Gli aeromorfi della squadriglia di Teti avrebbero pressoché certamente attaccato Bellinzona. Sarebbe stata una follia, per loro, tentare di spingersi fino a Crono.

La Prima squadriglia, proveniente da Rea, era già quasi a corto di carburante, quando incontrò il Sesto e Settimo gruppo di Conal. Il Settimo constava, in effetti, di due soli aerei, il cui compito era consistito nel rimanere a guardia della base di Mnemosine mentre gli altri attaccavano la squadriglia d'Iperione. Al momento il Quinto gruppo era impegnato nei rifornimenti, e non sarebbe stato di aiuto. Inoltre esisteva ancora la possibilità di un'ultima ondata in arrivo da Crio, e la base andava difesa.

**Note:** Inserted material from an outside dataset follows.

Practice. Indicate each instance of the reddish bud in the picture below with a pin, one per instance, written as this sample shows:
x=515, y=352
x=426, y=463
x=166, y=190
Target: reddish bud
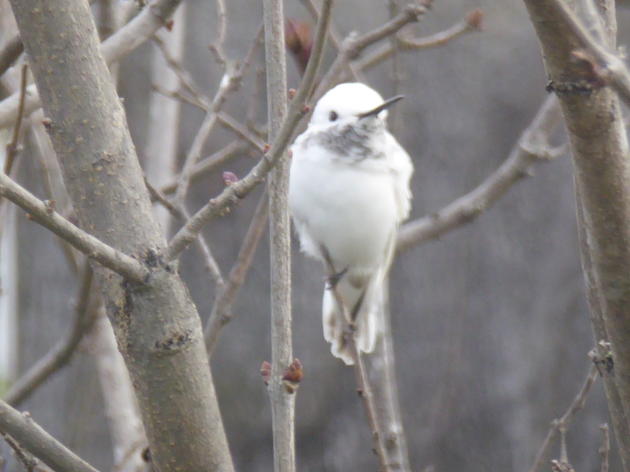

La squadriglia di Tea incominciò a lanciare missili già da gran distanza. Nugoli di crotali giunsero sfrecciando da ovest ancor prima che lo stormo apparisse alla vista.

Si rivelò una tattica efficace. Tre aerei di Bellinzona furono colpiti ed abbattuti. Due dei piloti riuscirono a lanciarsi col paracadute, atterrando incolumi sulle sabbie. Poi ebbe inizio il combattimento ravvicinato, ed entro dieci minuti il cielo era sgombro di aeromobili nemici.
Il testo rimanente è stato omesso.